Without spending too much time on the variety of events that could result in an unexpected need for a business succession plan, it is an unfortunate fact of life that sometimes things happen that you did not have marked in your calendar. As a result, it is important to ensure that proper measures are in place to protect the business if you are no longer around.
For companies with multiple owners, provisions in an operating agreement or bylaws can direct the transfer of your interest. These provisions often call for a buy-sell agreement, whereby certain triggering events (such as death, disability, or retirement) will require a business owner to sell, or offer, their ownership interest in the business to their co-owners. The price to purchase the business interest is often either fixed or based on a fair market value formula. Finally, a buy-sell agreement will contain payment terms specifying the installments, interest, and any deposit required for the purchase of the interest.
A buy-sell agreement can take a variety of forms, including a wait-and-see plan, a cross-purchase plan, or a stock-redemption plan. For the wait-and-see plan, upon the occurrence of a triggering event, the other owners mutually agree upon who will purchase the interest of the deceased/incapacitated co-owner. A cross-purchase plan involves the agreement of the surviving owners to purchase the interest of their co-owner. Where the buy-sell agreement comports to a stock-redemption plan, the company buys the deceased/incapacitated owner’s interest.
For companies with a single owner, such as a single-member limited liability company, the owner’s interest will, upon his or her death, generally transfer in a similar fashion to the decedent’s other assets.
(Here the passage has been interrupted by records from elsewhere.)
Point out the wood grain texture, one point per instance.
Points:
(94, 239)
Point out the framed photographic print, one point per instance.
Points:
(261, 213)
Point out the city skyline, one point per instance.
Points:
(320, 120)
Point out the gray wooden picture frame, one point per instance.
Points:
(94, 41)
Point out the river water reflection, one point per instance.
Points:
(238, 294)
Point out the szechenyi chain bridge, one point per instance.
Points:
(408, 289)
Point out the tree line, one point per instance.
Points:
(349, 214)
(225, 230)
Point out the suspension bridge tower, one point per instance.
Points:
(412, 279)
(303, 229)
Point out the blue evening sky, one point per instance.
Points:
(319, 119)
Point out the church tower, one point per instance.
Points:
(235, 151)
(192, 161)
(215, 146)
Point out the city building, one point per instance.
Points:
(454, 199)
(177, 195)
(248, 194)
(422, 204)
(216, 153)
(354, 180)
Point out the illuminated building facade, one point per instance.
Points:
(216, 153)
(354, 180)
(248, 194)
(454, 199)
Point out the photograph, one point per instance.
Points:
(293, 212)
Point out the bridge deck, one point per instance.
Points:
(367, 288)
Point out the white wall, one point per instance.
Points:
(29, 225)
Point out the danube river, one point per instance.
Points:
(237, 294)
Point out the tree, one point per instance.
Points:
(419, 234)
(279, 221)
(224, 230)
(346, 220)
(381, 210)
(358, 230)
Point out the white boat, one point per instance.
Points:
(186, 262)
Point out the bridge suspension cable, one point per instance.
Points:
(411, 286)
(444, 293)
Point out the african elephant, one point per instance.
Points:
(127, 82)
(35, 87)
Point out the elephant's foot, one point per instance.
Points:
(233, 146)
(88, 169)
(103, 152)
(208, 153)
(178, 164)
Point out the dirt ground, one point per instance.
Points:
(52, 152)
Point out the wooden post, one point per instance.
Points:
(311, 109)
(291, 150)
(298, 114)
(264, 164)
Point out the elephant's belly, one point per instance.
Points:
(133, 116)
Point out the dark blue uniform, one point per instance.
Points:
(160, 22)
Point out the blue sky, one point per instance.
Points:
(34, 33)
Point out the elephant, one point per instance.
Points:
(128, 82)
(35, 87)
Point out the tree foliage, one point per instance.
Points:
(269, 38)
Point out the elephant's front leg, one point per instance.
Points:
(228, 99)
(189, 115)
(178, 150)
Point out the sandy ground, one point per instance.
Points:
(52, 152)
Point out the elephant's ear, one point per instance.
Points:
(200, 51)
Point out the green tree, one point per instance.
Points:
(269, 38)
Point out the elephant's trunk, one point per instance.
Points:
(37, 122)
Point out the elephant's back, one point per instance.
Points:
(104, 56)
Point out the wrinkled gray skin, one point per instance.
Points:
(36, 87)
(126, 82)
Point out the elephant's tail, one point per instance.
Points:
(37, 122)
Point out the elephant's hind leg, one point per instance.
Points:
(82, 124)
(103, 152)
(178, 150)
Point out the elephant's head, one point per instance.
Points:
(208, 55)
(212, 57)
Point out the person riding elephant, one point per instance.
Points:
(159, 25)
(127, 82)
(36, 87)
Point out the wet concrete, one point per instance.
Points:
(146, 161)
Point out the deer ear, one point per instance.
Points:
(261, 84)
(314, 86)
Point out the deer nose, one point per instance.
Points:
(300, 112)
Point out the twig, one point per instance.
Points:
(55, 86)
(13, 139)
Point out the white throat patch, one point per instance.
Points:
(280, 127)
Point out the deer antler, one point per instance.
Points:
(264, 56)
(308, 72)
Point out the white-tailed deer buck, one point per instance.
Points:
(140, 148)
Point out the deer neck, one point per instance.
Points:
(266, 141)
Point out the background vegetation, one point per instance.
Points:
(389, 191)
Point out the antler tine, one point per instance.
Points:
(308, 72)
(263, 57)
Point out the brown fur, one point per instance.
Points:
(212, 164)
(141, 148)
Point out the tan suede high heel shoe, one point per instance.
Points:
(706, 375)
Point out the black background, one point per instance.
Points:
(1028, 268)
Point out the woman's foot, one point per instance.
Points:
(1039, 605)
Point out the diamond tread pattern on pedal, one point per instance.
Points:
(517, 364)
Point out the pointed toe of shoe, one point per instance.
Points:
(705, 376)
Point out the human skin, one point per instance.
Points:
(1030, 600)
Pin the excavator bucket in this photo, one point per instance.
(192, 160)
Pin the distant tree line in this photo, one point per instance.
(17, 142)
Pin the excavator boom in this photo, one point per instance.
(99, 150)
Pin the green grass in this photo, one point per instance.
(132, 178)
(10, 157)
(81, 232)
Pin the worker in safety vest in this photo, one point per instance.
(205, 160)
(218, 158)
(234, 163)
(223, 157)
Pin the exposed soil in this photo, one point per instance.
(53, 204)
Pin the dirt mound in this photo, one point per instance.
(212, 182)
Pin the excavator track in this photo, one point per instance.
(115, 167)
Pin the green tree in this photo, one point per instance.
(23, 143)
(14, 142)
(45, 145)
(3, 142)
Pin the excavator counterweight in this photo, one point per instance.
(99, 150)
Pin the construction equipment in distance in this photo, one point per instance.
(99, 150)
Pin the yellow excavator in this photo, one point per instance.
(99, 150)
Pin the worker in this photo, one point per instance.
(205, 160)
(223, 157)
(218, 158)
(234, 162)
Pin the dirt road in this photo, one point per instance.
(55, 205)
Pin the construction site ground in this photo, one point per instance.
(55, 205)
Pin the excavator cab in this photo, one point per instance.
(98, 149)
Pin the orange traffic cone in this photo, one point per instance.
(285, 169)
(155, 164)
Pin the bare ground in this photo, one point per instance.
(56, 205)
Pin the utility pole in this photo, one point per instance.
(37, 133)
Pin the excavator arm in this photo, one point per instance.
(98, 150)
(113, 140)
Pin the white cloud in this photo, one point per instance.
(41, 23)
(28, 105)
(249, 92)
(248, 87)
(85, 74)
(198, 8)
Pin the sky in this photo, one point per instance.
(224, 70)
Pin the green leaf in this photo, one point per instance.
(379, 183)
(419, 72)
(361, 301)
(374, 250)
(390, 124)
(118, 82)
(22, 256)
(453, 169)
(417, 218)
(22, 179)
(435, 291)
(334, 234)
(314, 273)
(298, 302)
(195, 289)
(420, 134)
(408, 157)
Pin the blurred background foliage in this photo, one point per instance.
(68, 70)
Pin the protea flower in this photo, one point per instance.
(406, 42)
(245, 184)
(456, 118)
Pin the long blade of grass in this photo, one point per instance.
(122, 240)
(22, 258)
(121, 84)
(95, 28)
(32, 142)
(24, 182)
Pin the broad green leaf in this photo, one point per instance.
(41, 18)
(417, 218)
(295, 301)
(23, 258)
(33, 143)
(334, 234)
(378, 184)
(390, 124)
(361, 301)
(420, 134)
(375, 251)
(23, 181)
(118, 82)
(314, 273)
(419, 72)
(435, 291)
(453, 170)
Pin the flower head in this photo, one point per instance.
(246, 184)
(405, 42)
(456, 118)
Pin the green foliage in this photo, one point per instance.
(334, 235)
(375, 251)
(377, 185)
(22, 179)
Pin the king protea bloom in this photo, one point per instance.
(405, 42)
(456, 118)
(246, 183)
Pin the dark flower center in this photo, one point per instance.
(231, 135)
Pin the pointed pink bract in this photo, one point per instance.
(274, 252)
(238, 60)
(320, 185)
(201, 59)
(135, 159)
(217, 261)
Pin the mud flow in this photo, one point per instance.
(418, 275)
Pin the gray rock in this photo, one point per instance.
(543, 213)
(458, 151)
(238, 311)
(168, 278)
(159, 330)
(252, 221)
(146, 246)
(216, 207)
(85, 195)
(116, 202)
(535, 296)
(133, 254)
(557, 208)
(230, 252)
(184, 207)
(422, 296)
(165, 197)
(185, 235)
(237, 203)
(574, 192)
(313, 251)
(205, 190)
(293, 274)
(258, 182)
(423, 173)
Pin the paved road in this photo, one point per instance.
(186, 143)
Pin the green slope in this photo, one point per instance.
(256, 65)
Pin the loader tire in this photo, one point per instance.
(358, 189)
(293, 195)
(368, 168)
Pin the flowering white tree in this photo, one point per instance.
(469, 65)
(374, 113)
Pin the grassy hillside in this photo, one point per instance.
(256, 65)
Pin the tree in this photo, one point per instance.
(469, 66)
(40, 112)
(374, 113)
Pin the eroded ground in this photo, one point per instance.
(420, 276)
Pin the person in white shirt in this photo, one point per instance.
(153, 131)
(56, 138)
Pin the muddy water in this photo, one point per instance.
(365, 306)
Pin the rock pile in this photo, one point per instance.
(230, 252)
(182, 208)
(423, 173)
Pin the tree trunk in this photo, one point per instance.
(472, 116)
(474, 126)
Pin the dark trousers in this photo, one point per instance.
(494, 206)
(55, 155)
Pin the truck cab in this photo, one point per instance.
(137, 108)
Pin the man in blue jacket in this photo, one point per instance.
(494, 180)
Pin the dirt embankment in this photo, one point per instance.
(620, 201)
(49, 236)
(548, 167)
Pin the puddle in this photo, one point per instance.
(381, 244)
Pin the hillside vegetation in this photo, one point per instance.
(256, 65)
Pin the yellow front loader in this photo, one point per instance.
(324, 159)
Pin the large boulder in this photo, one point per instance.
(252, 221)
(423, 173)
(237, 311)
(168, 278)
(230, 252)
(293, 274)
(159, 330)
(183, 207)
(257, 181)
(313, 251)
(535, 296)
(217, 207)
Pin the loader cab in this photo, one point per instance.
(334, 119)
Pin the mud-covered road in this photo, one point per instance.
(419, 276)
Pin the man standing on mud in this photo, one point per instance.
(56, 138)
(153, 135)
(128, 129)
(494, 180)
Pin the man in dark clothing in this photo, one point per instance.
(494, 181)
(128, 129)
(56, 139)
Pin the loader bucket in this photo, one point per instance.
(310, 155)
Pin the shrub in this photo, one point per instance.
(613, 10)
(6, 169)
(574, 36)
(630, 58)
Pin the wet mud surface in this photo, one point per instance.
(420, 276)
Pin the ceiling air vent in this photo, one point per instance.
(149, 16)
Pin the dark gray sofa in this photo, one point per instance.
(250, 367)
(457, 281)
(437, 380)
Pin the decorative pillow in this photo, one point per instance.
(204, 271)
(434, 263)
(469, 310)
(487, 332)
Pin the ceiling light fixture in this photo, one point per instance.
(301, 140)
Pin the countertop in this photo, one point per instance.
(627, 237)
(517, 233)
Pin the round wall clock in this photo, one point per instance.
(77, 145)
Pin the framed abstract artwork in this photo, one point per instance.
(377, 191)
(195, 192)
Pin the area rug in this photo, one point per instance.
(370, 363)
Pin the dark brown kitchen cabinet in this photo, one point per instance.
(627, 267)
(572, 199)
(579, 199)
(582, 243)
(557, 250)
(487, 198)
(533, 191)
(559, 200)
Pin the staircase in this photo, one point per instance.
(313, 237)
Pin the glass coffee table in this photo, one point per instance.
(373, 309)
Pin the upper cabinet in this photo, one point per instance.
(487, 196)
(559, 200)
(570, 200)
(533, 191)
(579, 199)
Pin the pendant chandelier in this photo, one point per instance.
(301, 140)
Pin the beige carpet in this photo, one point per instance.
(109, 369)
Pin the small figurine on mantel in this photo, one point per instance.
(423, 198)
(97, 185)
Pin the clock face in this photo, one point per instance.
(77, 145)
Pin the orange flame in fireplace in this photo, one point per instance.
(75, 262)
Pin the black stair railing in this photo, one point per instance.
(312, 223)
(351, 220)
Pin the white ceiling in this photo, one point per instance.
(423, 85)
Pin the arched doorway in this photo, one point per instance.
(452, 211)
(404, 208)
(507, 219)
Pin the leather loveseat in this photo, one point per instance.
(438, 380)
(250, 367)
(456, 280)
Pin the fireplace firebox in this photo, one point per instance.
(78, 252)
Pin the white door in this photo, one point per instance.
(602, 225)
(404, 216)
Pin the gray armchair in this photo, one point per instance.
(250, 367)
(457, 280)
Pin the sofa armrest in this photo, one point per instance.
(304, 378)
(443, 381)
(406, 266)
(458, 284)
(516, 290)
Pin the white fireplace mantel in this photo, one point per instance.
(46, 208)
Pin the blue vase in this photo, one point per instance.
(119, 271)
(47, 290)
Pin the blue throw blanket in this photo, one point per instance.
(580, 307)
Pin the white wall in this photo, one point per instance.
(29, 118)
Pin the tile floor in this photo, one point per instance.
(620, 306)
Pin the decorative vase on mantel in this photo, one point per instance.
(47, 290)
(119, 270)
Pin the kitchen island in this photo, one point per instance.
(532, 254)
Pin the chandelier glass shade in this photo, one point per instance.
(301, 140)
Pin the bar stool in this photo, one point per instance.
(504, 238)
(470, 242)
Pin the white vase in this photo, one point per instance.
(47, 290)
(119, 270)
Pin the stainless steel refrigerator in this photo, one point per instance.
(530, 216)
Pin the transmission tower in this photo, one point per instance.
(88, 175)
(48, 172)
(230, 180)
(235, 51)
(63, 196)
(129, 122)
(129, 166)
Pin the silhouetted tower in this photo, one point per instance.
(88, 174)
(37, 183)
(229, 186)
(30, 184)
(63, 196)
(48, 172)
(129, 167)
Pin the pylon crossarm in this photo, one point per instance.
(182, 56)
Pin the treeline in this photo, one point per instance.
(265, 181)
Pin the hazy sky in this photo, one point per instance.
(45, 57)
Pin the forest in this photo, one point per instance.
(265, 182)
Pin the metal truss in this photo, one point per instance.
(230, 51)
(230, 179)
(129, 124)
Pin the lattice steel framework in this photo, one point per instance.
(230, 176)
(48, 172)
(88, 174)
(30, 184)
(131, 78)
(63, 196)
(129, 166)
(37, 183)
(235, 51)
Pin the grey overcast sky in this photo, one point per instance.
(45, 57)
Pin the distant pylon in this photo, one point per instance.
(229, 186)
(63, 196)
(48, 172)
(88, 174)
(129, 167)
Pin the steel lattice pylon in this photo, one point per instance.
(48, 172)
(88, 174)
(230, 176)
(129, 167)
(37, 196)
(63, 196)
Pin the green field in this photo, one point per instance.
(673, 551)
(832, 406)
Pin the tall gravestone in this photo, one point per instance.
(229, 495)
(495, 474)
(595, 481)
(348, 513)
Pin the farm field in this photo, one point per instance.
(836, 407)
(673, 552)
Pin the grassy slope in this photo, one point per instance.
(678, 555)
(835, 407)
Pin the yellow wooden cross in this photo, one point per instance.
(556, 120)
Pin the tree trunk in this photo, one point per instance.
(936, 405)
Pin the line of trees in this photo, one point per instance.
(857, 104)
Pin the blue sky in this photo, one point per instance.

For example, if the owner’s testamentary Will directs his/her assets to be passed down to heirs, this transfer will include the membership interest in the LLC. In certain circumstances, this result is not ideal as it can take time for the Will to be probated, during which the goodwill and success of the business may be in jeopardy due to lack of operation. If, on the other hand, an LLC’s operating agreement contains a transfer-on-death clause indicating to whom the membership interest shall be transferred, there will be no need to go through probate as the transfer will happen immediately upon the death of the owner.
The fate of the business is an important consideration for any business owner. Although there are several avenues to have the business continue upon an owner’s death, the business may also be sold or liquidated. In either event, having a plan identified in the governing documents for the company (bylaws, operating agreement, etc.) is essential to ensuring that the fate of the business stays in the hands of its owners.